A boater onboard the 42-foot “Be Good Too” contacted Coast Guard watchstanders at 1:30 p.m. Monday reporting the boat was disabled and adrift.
The boat had been traveling from New York to the British Virgin Islands.
“Last night we spoke with the Be Good Too crew and based on the forecasted weather, they decided they were willing to depart their vessel around 5 p.m. Monday,” said Matthew Brooks, a Coast Guard 5th District Command Center command duty officer. “We did not want to conduct a transfer at night due to the risk of the mission and the fact that the crew was not in immediate distress.”
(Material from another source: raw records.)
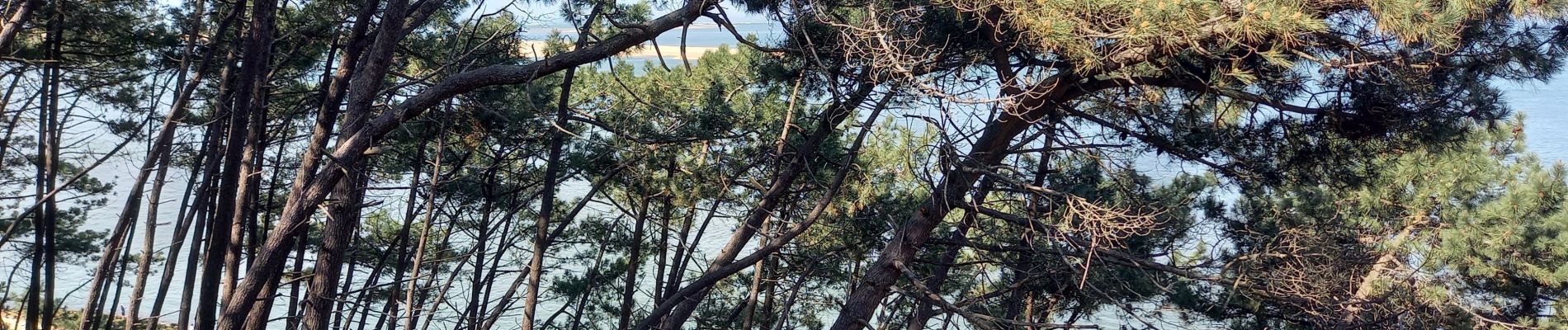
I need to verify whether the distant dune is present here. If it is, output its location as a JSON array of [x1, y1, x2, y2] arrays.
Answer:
[[519, 40, 737, 59]]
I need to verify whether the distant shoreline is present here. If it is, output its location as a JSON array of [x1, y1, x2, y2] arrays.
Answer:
[[517, 40, 739, 59]]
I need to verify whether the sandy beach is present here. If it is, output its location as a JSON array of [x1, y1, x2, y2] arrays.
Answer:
[[519, 40, 737, 59]]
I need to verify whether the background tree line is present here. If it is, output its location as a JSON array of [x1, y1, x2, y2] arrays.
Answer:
[[0, 0, 1568, 330]]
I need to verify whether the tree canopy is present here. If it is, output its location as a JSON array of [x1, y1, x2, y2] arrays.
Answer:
[[0, 0, 1568, 330]]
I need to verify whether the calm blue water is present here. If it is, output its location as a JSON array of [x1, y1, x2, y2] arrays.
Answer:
[[1504, 78, 1568, 163]]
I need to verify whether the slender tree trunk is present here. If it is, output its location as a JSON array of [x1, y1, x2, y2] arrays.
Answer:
[[196, 0, 258, 325], [643, 82, 875, 330], [220, 0, 712, 325], [300, 0, 408, 325], [519, 5, 601, 322], [26, 3, 63, 330], [403, 120, 447, 330]]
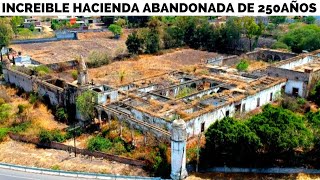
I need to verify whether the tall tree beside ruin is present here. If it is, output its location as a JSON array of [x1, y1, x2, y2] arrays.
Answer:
[[269, 16, 287, 26], [108, 24, 122, 38], [126, 31, 144, 54], [0, 18, 13, 61], [241, 16, 262, 51], [76, 90, 98, 120]]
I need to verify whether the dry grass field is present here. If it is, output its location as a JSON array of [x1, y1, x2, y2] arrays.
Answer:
[[11, 31, 128, 64], [187, 173, 320, 180], [0, 140, 147, 176], [89, 49, 218, 85]]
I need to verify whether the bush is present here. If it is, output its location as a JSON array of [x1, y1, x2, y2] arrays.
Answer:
[[0, 103, 11, 123], [56, 107, 68, 121], [10, 122, 31, 133], [29, 93, 39, 104], [108, 24, 122, 37], [0, 128, 9, 142], [87, 136, 112, 151], [71, 70, 78, 80], [271, 41, 290, 50], [39, 130, 66, 143], [237, 59, 249, 71], [39, 130, 52, 144], [310, 81, 320, 106], [33, 65, 51, 76], [87, 51, 111, 68]]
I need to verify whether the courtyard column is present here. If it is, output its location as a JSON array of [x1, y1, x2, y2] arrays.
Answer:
[[170, 119, 188, 180]]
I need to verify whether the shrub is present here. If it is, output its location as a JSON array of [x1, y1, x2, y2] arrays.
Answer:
[[237, 59, 249, 71], [87, 51, 111, 68], [39, 130, 52, 143], [108, 24, 122, 37], [0, 103, 11, 122], [176, 87, 193, 98], [56, 107, 68, 121], [10, 122, 31, 133], [33, 65, 51, 76], [29, 93, 39, 104], [39, 130, 66, 143], [87, 136, 112, 151], [0, 128, 9, 142], [71, 70, 78, 80], [113, 142, 127, 155], [271, 41, 290, 50], [51, 164, 60, 170]]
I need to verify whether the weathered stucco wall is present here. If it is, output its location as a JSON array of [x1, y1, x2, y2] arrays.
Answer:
[[187, 82, 285, 138]]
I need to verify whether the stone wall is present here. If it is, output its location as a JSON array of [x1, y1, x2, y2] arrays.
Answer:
[[9, 133, 147, 166]]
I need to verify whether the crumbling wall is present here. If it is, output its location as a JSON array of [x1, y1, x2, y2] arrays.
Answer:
[[278, 56, 314, 69], [4, 69, 33, 92]]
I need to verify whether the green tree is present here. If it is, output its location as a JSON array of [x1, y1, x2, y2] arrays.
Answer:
[[201, 117, 261, 165], [0, 17, 13, 62], [310, 81, 320, 106], [116, 18, 127, 27], [241, 16, 262, 51], [108, 24, 122, 37], [269, 16, 287, 26], [280, 24, 320, 53], [87, 136, 112, 151], [126, 31, 144, 54], [224, 17, 242, 50], [76, 90, 98, 119], [163, 26, 184, 49], [247, 105, 313, 154], [10, 16, 24, 34], [145, 30, 160, 54], [237, 59, 249, 71], [0, 103, 11, 123], [303, 16, 316, 24], [101, 16, 115, 26]]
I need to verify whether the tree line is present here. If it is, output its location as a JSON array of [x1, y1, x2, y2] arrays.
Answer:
[[200, 102, 320, 168], [126, 16, 265, 54]]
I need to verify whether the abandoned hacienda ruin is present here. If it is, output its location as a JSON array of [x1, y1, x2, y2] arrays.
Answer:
[[3, 46, 320, 179], [3, 49, 320, 139]]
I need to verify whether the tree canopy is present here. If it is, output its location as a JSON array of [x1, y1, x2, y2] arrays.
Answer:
[[0, 17, 13, 61], [108, 24, 122, 37], [76, 90, 98, 119], [280, 24, 320, 53]]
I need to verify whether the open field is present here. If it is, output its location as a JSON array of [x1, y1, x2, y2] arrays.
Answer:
[[0, 140, 147, 176], [187, 173, 320, 180], [11, 31, 128, 64], [89, 49, 218, 85]]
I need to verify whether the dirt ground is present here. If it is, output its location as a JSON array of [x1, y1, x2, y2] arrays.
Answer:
[[0, 139, 148, 176], [187, 173, 320, 180], [10, 31, 129, 64], [89, 49, 218, 85]]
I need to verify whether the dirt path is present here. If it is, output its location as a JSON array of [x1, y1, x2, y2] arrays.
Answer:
[[0, 140, 148, 176]]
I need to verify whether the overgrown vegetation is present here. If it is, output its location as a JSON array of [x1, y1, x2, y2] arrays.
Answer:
[[126, 16, 264, 54], [310, 80, 320, 106], [86, 51, 111, 68], [39, 130, 66, 144], [201, 104, 320, 167], [76, 90, 98, 119], [87, 136, 112, 151], [236, 59, 249, 71], [108, 24, 122, 38], [279, 24, 320, 53], [176, 87, 195, 99]]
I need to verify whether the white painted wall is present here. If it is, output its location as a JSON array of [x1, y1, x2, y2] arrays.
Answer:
[[285, 80, 304, 97], [187, 82, 286, 138], [279, 56, 314, 69]]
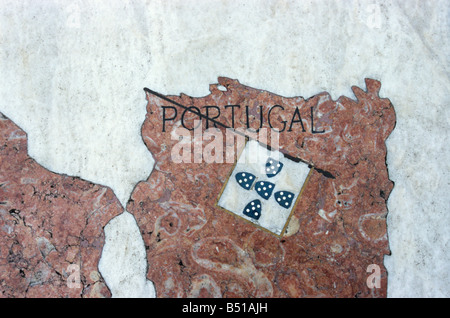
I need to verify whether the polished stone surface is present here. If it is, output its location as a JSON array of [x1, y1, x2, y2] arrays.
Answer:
[[127, 77, 396, 297], [0, 113, 123, 298]]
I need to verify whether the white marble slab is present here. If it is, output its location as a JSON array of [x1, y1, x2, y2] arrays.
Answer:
[[0, 0, 450, 297]]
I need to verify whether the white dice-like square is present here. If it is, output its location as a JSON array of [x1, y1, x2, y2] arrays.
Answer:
[[217, 140, 310, 236]]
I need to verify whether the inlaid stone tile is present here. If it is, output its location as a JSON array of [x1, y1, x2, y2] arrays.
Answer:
[[0, 113, 123, 298], [127, 78, 395, 297]]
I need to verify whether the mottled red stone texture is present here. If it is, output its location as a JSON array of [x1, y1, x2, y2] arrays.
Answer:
[[127, 78, 395, 297], [0, 113, 123, 298]]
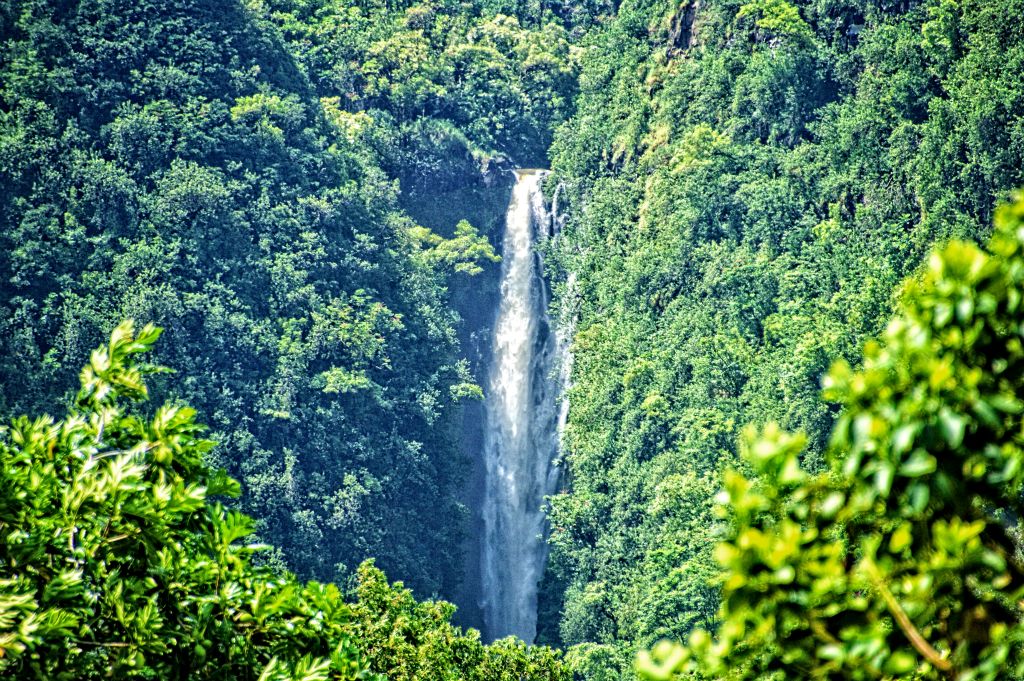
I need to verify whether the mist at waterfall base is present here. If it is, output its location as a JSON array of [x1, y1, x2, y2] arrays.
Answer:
[[481, 170, 564, 642]]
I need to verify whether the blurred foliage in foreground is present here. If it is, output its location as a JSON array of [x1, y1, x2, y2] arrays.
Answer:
[[0, 323, 568, 681], [640, 197, 1024, 681]]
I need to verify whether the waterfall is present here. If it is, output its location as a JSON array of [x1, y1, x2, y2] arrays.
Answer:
[[481, 170, 564, 642]]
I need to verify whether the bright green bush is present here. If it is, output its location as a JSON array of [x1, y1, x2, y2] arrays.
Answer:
[[0, 323, 567, 681], [640, 197, 1024, 681]]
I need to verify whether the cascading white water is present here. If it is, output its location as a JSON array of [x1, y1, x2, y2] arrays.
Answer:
[[481, 170, 563, 642]]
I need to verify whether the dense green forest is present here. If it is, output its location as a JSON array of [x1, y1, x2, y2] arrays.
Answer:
[[0, 0, 1024, 681]]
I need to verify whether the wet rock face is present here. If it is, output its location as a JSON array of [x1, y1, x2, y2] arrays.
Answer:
[[480, 171, 563, 641]]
The Coast Guard contacted U.S. Fleet Forces personnel requested a Navy vessel to assist them in their response. The USS Ross, a 505-foot guided missile destroyer, diverted course to provide a refueling platform for a Coast Guard helicopter.
District watchstanders dispatched crews aboard a Jayhawk helicopter and an HC-130 Hercules aircraft from Coast Guard Air Station Elizabeth City, N.C., at approximately 6:20 a.m. to assist.
The Jayhawk crew landed on the USS Ross to refuel at approximately 7:30 a.m. and then proceeded to the location of the Be Good Too.
The Jayhawk crew completed their hoist of the four people aboard the sailboat at approximately 9:15 a.m., refueled aboard the USS Ross and are headed back to the air station.